I considered adding this to my earlier Gallup poll post about the rise of third-party sentiment, but the numbers on Barack Obama stand out as a separate issue.  The Associated Press/GfK poll demonstrates a high degree of dissatisfaction with all sides in the shutdown, including with Obama, who still fares better than his own party:

Americans are finding little they like about President Barack Obama or either political party, according to a new poll that suggests the possibility of a “throw the bums out” mentality in next year’s midterm elections.

The AP-GfK poll finds few people approve of the way the president is handling most major issues and most people say he’s not decisive, strong, honest, reasonable or inspiring.

In the midst of the government shutdown and Washington gridlock, the president is faring much better than his party, with large majorities of those surveyed finding little positive to say about Democrats. The negatives are even higher for the Republicans across the board, with 4 out of 5 people describing the GOP as unlikeable and dishonest and not compassionate, refreshing, inspiring or innovative.

It’s true that Obama gets the best numbers, but that’s damning by faint praise in this poll.  His strongest suit — likeability — is now down to 49/47, and it’s the only positive in the group.  Majorities now reject the idea that Obama is honest (44/52), reasonable (43/53), strong (41/54), or decisive (a whopping 38/58).  His previous status of being an inspirational leader has declined to 42/54.

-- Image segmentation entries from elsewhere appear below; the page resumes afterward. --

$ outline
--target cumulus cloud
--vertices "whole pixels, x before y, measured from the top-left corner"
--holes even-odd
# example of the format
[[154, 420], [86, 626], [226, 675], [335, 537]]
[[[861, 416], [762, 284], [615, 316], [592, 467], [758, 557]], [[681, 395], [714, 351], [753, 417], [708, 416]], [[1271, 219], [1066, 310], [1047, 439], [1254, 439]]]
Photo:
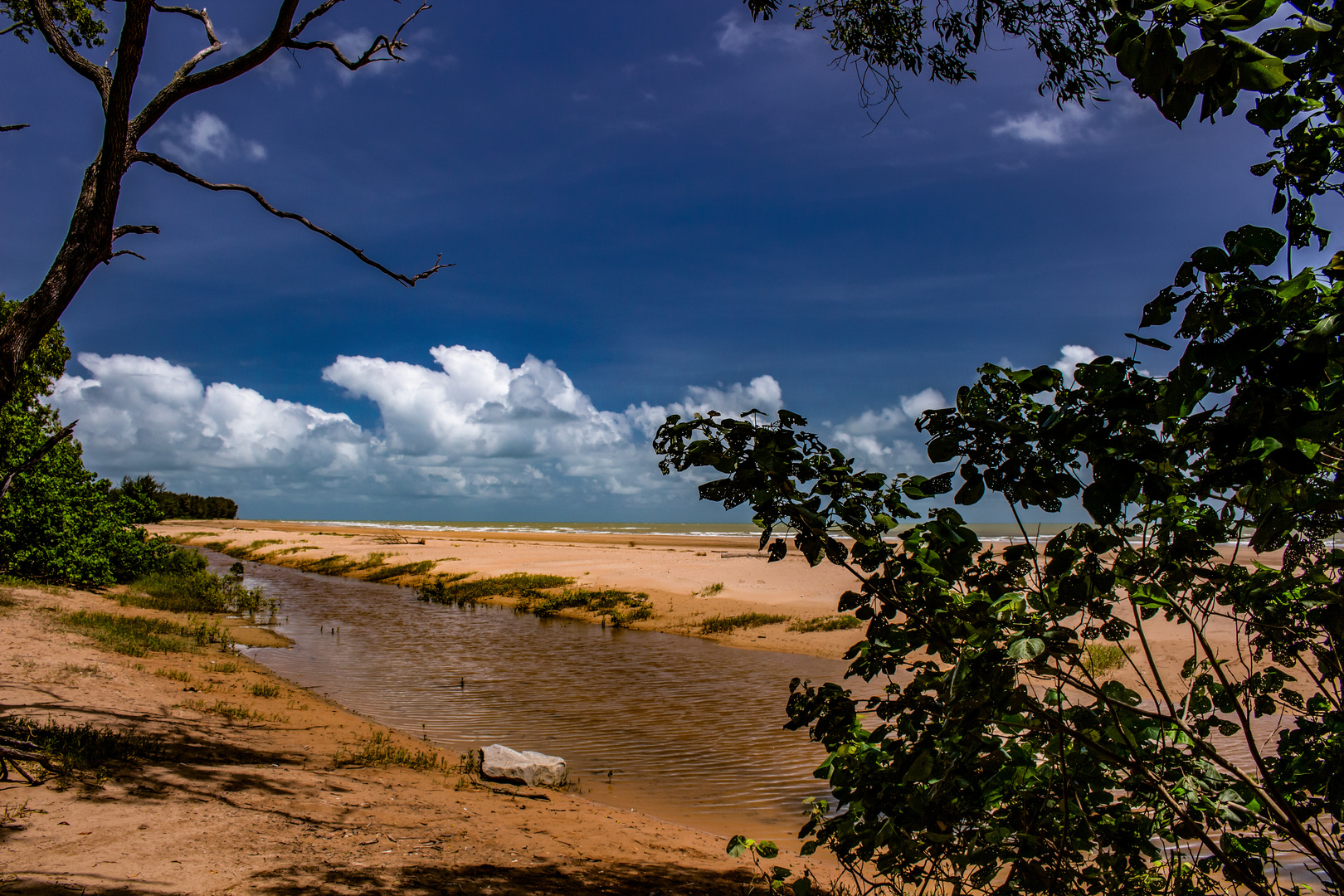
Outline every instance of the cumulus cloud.
[[250, 161], [266, 159], [266, 148], [255, 140], [238, 140], [223, 120], [210, 111], [198, 111], [176, 125], [167, 125], [163, 149], [168, 156], [195, 163], [206, 156], [218, 160], [242, 156]]
[[1074, 384], [1074, 371], [1079, 364], [1091, 364], [1097, 360], [1097, 352], [1086, 345], [1064, 345], [1059, 349], [1059, 360], [1051, 364], [1064, 375], [1064, 386]]
[[324, 380], [372, 402], [379, 424], [270, 399], [233, 383], [206, 386], [161, 357], [81, 353], [51, 396], [79, 419], [91, 469], [155, 473], [175, 488], [289, 505], [426, 497], [550, 501], [621, 496], [694, 500], [663, 477], [649, 435], [668, 414], [775, 410], [780, 384], [691, 387], [681, 402], [599, 410], [554, 361], [509, 367], [462, 345], [430, 349], [435, 365], [340, 356]]
[[[914, 420], [930, 408], [948, 407], [935, 388], [902, 395], [896, 404], [880, 411], [864, 411], [832, 429], [836, 447], [852, 453], [860, 462], [880, 470], [909, 472], [927, 462], [911, 441]], [[902, 437], [910, 438], [902, 438]]]
[[1030, 111], [1011, 116], [991, 129], [996, 137], [1012, 137], [1027, 144], [1062, 146], [1081, 140], [1093, 140], [1098, 132], [1091, 126], [1093, 113], [1082, 106]]

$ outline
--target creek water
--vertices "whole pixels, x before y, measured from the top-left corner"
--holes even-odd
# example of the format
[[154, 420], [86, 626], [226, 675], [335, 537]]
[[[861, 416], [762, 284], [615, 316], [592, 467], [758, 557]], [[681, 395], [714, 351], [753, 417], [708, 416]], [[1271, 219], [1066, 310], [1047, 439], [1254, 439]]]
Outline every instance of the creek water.
[[421, 603], [409, 588], [255, 563], [246, 583], [284, 600], [276, 630], [294, 641], [247, 656], [448, 750], [559, 755], [589, 799], [781, 845], [798, 842], [802, 801], [827, 795], [812, 776], [825, 754], [782, 728], [785, 703], [793, 677], [841, 681], [844, 662]]

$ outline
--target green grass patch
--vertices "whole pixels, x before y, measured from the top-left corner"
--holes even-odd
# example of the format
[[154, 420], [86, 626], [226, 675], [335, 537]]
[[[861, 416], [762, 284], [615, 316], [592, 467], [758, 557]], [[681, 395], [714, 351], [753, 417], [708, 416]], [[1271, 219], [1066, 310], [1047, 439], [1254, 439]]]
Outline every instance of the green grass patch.
[[788, 622], [790, 617], [778, 613], [739, 613], [735, 617], [710, 617], [700, 623], [700, 634], [732, 634], [734, 629], [758, 629]]
[[298, 560], [293, 566], [296, 570], [302, 570], [304, 572], [317, 572], [319, 575], [344, 575], [356, 568], [359, 564], [359, 560], [351, 560], [344, 553], [333, 553], [327, 557]]
[[435, 576], [431, 582], [415, 586], [415, 596], [429, 603], [452, 603], [469, 606], [485, 598], [516, 598], [527, 591], [560, 588], [574, 579], [563, 575], [534, 575], [531, 572], [509, 572], [505, 575], [470, 579], [470, 572], [456, 572]]
[[172, 543], [173, 544], [187, 544], [187, 541], [191, 541], [192, 539], [204, 539], [204, 537], [210, 537], [210, 536], [218, 537], [219, 533], [218, 532], [183, 532], [181, 535], [175, 535], [172, 537]]
[[863, 619], [855, 617], [816, 617], [813, 619], [794, 619], [789, 623], [789, 631], [840, 631], [843, 629], [857, 629]]
[[353, 748], [341, 747], [335, 756], [337, 766], [403, 766], [415, 771], [441, 771], [444, 774], [461, 770], [461, 760], [453, 760], [442, 752], [410, 750], [392, 740], [386, 731], [371, 731]]
[[284, 544], [284, 543], [285, 543], [284, 539], [257, 539], [255, 541], [253, 541], [246, 547], [233, 545], [227, 548], [220, 548], [219, 552], [227, 553], [235, 560], [251, 560], [254, 556], [257, 556], [257, 551], [259, 551], [261, 548], [265, 548], [270, 544]]
[[419, 563], [384, 566], [366, 575], [364, 582], [386, 582], [387, 579], [395, 579], [403, 575], [425, 575], [434, 568], [435, 563], [438, 563], [438, 560], [421, 560]]
[[1125, 654], [1137, 650], [1133, 645], [1121, 647], [1118, 643], [1085, 643], [1079, 658], [1083, 669], [1094, 676], [1120, 669], [1125, 665]]
[[128, 657], [152, 653], [181, 653], [208, 643], [233, 646], [228, 630], [218, 619], [190, 619], [185, 623], [149, 617], [121, 617], [112, 613], [58, 613], [55, 622], [66, 631], [93, 638], [98, 646]]
[[298, 553], [300, 551], [321, 551], [316, 544], [298, 544], [292, 548], [281, 548], [280, 551], [271, 551], [267, 557], [282, 557], [286, 553]]
[[516, 613], [531, 613], [546, 619], [562, 610], [582, 610], [605, 615], [618, 629], [653, 615], [649, 595], [642, 591], [564, 588], [559, 594], [528, 590], [513, 604]]
[[62, 725], [22, 716], [0, 717], [0, 736], [36, 744], [52, 764], [70, 772], [97, 772], [108, 766], [163, 754], [160, 737], [94, 728], [89, 723]]

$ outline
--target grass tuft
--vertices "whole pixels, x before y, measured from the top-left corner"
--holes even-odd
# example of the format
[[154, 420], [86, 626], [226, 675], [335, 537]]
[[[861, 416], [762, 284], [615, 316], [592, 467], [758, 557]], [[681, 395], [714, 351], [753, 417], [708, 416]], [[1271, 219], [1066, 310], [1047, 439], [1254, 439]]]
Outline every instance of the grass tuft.
[[0, 717], [0, 736], [26, 740], [71, 772], [101, 771], [124, 762], [161, 755], [163, 740], [134, 732], [94, 728], [91, 724], [62, 725], [22, 716]]
[[190, 619], [185, 623], [149, 617], [121, 617], [112, 613], [59, 613], [56, 625], [93, 638], [99, 646], [128, 657], [151, 653], [181, 653], [208, 643], [233, 646], [228, 630], [218, 619]]
[[450, 603], [465, 607], [485, 598], [516, 598], [528, 591], [559, 588], [574, 582], [563, 575], [534, 575], [531, 572], [508, 572], [465, 580], [470, 575], [473, 574], [453, 572], [435, 576], [431, 582], [422, 582], [415, 586], [415, 598], [429, 603]]
[[419, 563], [399, 563], [396, 566], [384, 566], [374, 570], [371, 574], [364, 576], [364, 582], [386, 582], [387, 579], [395, 579], [403, 575], [425, 575], [434, 568], [437, 560], [421, 560]]
[[816, 617], [813, 619], [794, 619], [789, 623], [789, 631], [840, 631], [843, 629], [857, 629], [863, 619], [855, 617]]
[[710, 617], [700, 623], [700, 634], [732, 634], [734, 629], [758, 629], [788, 622], [790, 617], [778, 613], [739, 613], [735, 617]]
[[1111, 669], [1120, 669], [1125, 665], [1125, 654], [1134, 650], [1137, 647], [1133, 645], [1121, 647], [1118, 643], [1086, 643], [1079, 662], [1089, 673], [1099, 676]]
[[392, 740], [386, 731], [370, 731], [353, 750], [336, 752], [337, 766], [403, 766], [415, 771], [460, 771], [461, 760], [453, 762], [437, 750], [410, 750]]

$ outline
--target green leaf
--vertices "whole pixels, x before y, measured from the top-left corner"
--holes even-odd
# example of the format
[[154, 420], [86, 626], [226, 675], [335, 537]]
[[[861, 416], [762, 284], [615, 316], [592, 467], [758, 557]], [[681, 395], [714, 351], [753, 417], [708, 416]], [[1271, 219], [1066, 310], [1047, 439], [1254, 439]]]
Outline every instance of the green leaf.
[[1046, 652], [1046, 642], [1040, 638], [1019, 638], [1008, 645], [1008, 656], [1019, 662], [1035, 660]]

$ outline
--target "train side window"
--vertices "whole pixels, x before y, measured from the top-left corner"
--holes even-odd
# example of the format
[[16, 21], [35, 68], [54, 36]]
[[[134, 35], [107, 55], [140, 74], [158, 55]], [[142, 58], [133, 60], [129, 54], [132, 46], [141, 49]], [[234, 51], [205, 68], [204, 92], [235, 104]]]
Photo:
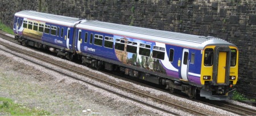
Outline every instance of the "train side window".
[[23, 20], [23, 28], [27, 28], [27, 21]]
[[81, 39], [82, 39], [82, 31], [79, 31], [79, 41], [81, 41], [81, 40], [81, 40]]
[[120, 39], [115, 39], [115, 49], [125, 51], [125, 40]]
[[231, 49], [230, 66], [234, 67], [237, 63], [237, 49]]
[[93, 38], [93, 34], [90, 34], [90, 44], [92, 44], [92, 39]]
[[70, 29], [68, 29], [68, 38], [70, 38]]
[[22, 25], [22, 20], [20, 19], [19, 20], [19, 27], [21, 27]]
[[185, 52], [183, 57], [183, 64], [188, 64], [188, 52]]
[[57, 30], [57, 36], [59, 36], [60, 34], [60, 27], [58, 27], [58, 30]]
[[113, 38], [111, 37], [105, 36], [104, 41], [104, 47], [109, 48], [113, 48]]
[[32, 28], [33, 27], [33, 23], [32, 22], [28, 22], [28, 28], [32, 30]]
[[152, 57], [155, 59], [164, 60], [165, 52], [166, 49], [164, 48], [154, 46]]
[[57, 30], [57, 27], [51, 26], [51, 35], [56, 35], [56, 31]]
[[169, 61], [174, 61], [174, 49], [170, 49], [169, 52]]
[[94, 35], [94, 45], [102, 46], [103, 36], [99, 35]]
[[137, 53], [137, 43], [128, 41], [127, 43], [126, 51], [133, 53]]
[[213, 62], [213, 49], [206, 48], [204, 51], [204, 61], [205, 66], [212, 65]]
[[88, 38], [88, 33], [85, 32], [85, 35], [84, 36], [84, 43], [87, 43], [87, 39]]
[[49, 25], [44, 25], [44, 33], [46, 34], [49, 34], [49, 28], [50, 26]]
[[63, 37], [63, 32], [64, 32], [64, 28], [61, 28], [61, 32], [60, 32], [60, 36], [61, 36], [61, 38]]
[[44, 24], [39, 24], [39, 32], [44, 32]]
[[191, 59], [190, 60], [190, 63], [192, 64], [195, 64], [195, 53], [191, 53]]
[[33, 30], [38, 31], [38, 23], [34, 23]]
[[140, 44], [139, 54], [149, 57], [150, 56], [150, 45]]

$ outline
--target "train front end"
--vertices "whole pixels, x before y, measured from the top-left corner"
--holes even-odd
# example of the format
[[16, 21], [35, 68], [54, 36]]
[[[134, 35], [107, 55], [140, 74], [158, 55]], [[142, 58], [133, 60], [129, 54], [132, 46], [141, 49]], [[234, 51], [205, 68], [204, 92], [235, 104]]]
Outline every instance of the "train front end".
[[202, 51], [200, 96], [226, 100], [238, 80], [238, 51], [233, 44], [206, 46]]

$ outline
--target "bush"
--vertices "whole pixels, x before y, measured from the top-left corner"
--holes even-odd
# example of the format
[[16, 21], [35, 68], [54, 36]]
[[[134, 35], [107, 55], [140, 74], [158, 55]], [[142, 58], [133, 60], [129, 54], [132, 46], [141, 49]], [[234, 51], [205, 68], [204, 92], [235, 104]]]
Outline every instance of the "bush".
[[234, 91], [234, 94], [233, 95], [232, 100], [236, 101], [248, 100], [248, 99], [245, 97], [245, 96], [243, 94], [240, 93], [236, 90]]

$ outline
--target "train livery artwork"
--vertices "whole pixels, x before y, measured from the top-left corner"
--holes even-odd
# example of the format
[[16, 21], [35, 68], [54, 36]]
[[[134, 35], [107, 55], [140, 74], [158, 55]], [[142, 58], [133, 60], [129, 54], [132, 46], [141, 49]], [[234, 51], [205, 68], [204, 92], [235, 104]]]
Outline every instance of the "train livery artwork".
[[238, 80], [238, 49], [219, 38], [30, 10], [16, 13], [14, 19], [20, 44], [48, 49], [98, 70], [123, 72], [171, 93], [226, 100]]

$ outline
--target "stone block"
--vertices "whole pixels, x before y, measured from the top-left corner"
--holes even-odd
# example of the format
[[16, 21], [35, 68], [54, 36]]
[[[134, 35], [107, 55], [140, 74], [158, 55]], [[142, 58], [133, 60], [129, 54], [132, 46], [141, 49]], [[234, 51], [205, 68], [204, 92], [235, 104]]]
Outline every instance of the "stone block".
[[201, 14], [207, 14], [207, 7], [201, 7], [200, 13]]
[[172, 17], [171, 15], [167, 15], [167, 22], [168, 23], [171, 23], [172, 22], [172, 20], [175, 18]]
[[212, 9], [214, 10], [218, 10], [218, 2], [212, 2]]
[[172, 4], [171, 6], [171, 11], [176, 11], [177, 10], [177, 5], [176, 4]]
[[163, 21], [159, 20], [158, 22], [157, 28], [158, 30], [163, 30], [164, 26], [164, 23]]
[[206, 15], [204, 16], [204, 21], [207, 22], [212, 22], [212, 15]]
[[90, 14], [90, 9], [85, 10], [85, 14]]
[[196, 23], [200, 24], [202, 22], [202, 18], [201, 16], [197, 16], [196, 18]]
[[227, 10], [224, 8], [220, 9], [220, 17], [225, 18], [226, 16]]
[[240, 37], [241, 36], [241, 32], [236, 31], [234, 33], [234, 36], [236, 36], [236, 37]]
[[184, 0], [181, 0], [180, 2], [180, 7], [185, 7], [187, 6], [187, 1]]
[[199, 6], [197, 5], [193, 5], [193, 11], [198, 11], [199, 10]]
[[108, 6], [104, 6], [104, 7], [103, 7], [102, 11], [104, 13], [108, 13], [108, 10], [109, 10], [109, 7]]
[[256, 25], [256, 14], [249, 14], [249, 24]]
[[241, 13], [246, 13], [247, 10], [247, 6], [245, 5], [239, 5], [237, 7], [237, 12]]
[[229, 17], [229, 23], [239, 24], [239, 15], [231, 15]]

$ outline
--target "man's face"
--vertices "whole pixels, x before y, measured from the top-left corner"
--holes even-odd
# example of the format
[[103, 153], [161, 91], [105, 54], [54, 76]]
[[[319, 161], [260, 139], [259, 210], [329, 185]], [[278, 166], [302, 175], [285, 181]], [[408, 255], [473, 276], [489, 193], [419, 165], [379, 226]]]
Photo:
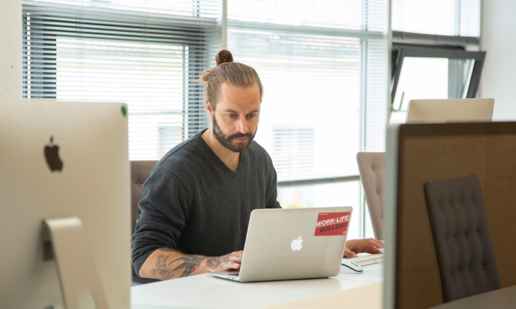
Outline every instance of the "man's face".
[[258, 128], [260, 96], [258, 85], [235, 86], [225, 82], [215, 111], [208, 105], [213, 134], [220, 144], [235, 152], [249, 148]]

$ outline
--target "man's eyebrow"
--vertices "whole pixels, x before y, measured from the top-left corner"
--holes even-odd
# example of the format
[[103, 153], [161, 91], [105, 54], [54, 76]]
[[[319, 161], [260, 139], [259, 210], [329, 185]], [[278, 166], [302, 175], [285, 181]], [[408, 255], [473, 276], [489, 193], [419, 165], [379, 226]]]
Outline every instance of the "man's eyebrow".
[[[224, 110], [224, 112], [226, 112], [226, 113], [233, 113], [234, 114], [238, 114], [238, 112], [237, 112], [236, 111], [234, 111], [234, 110], [231, 110], [231, 109]], [[254, 111], [251, 111], [249, 113], [247, 113], [247, 114], [252, 114], [253, 113], [258, 113], [259, 112], [260, 112], [260, 109], [257, 109], [254, 110]]]

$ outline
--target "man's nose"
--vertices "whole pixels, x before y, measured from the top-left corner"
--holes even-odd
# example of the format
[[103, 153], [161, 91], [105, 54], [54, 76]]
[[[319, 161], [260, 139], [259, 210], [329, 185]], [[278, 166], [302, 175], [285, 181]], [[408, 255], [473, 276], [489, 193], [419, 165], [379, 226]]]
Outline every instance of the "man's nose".
[[238, 132], [241, 133], [242, 134], [246, 134], [247, 133], [247, 122], [246, 121], [245, 117], [242, 117], [238, 120], [238, 123], [237, 124], [238, 127], [237, 130]]

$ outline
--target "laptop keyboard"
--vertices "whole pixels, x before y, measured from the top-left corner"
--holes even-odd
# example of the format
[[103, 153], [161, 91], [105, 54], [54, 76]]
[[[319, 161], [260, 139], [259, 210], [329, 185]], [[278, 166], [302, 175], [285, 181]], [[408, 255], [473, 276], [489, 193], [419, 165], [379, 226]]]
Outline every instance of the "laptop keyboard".
[[365, 266], [383, 262], [383, 253], [359, 255], [356, 258], [346, 259], [347, 261], [353, 262], [360, 266]]

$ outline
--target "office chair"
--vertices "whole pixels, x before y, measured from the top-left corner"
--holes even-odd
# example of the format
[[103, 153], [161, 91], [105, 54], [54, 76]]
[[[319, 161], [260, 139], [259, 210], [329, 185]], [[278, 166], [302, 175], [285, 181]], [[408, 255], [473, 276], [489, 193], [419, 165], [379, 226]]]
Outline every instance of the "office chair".
[[385, 152], [358, 152], [357, 162], [375, 238], [383, 239], [382, 220], [383, 218]]
[[[132, 235], [136, 226], [136, 219], [140, 217], [140, 210], [138, 208], [138, 203], [141, 199], [141, 186], [149, 178], [149, 174], [151, 173], [151, 171], [158, 161], [157, 160], [131, 161], [129, 162], [131, 167], [131, 234]], [[149, 278], [141, 278], [136, 276], [134, 269], [133, 270], [132, 285], [150, 283], [157, 281]]]
[[478, 177], [427, 182], [424, 191], [443, 301], [502, 287]]
[[158, 163], [157, 160], [131, 161], [131, 230], [132, 234], [136, 225], [136, 219], [140, 217], [138, 203], [141, 199], [141, 186], [149, 178], [149, 174]]

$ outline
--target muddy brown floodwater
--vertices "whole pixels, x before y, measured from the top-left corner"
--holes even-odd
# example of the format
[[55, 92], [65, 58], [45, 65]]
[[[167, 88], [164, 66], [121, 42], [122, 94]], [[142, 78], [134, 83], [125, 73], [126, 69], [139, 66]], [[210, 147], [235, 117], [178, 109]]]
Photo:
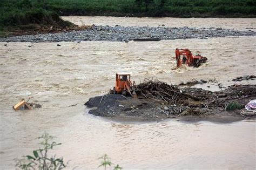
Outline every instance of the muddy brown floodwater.
[[[98, 25], [97, 17], [86, 18]], [[115, 18], [111, 17], [112, 23], [116, 19], [122, 25], [119, 18]], [[125, 19], [126, 25], [129, 21], [134, 24], [134, 19]], [[158, 23], [158, 19], [145, 19], [149, 25]], [[184, 24], [186, 19], [180, 19], [191, 26], [189, 22]], [[209, 26], [205, 19], [197, 19], [201, 21], [200, 27]], [[251, 21], [255, 27], [255, 19], [234, 20], [219, 25], [214, 19], [211, 24], [239, 29], [251, 25]], [[112, 87], [116, 72], [131, 73], [136, 82], [154, 77], [176, 84], [215, 77], [227, 86], [233, 83], [228, 80], [256, 74], [256, 37], [58, 44], [61, 46], [0, 43], [0, 169], [13, 169], [13, 159], [31, 154], [38, 146], [35, 138], [44, 132], [63, 144], [52, 154], [71, 160], [68, 169], [97, 169], [97, 158], [105, 153], [126, 169], [255, 168], [255, 120], [224, 124], [178, 120], [116, 122], [88, 114], [83, 104]], [[172, 70], [176, 47], [200, 52], [208, 61], [198, 68]], [[20, 99], [29, 97], [43, 107], [12, 110]]]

Obama looks stronger than he is in comparison to everyone else.  Democrats and Republicans score much lower on all of these attributes, but Republicans easily score the lowest.  They’re about even on strength — 31/64 Dems, 30/66 GOP — but on the rest, Republicans score 10 or more points below Democrats.  On being reasonable, Democrats get 33% to the GOP’s 20%.

It’s not pretty for either party, but especially for Republicans who had hoped to gain a big swing in momentum by forcing brinksmanship on ObamaCare in the budget and debt-ceiling fight.  Whatever one thinks of the particulars in each poll this week, it’s clear that voters aren’t rising up against Democrats alone, or Obama in particular.  And that may have some unintended effects next year, unless the standoff gets resolved quickly:

The numbers offer warning signs for every incumbent lawmaker, and if these angry sentiments stretch into next year, the 2014 elections could feel much like the 2006 and 2010 midterms when being affiliated with Washington was considered toxic by many voters. In 2006, voters booted Republicans from power in the House and Senate, and in 2010, they fired Democrats who had been controlling the House.

This is probably what is driving the White House to bypass Harry Reid, and why the House and Senate Republicans are changing tactics and looking for a resolution with some face-saving gains.  No one’s winning this fight, and everyone has something to lose.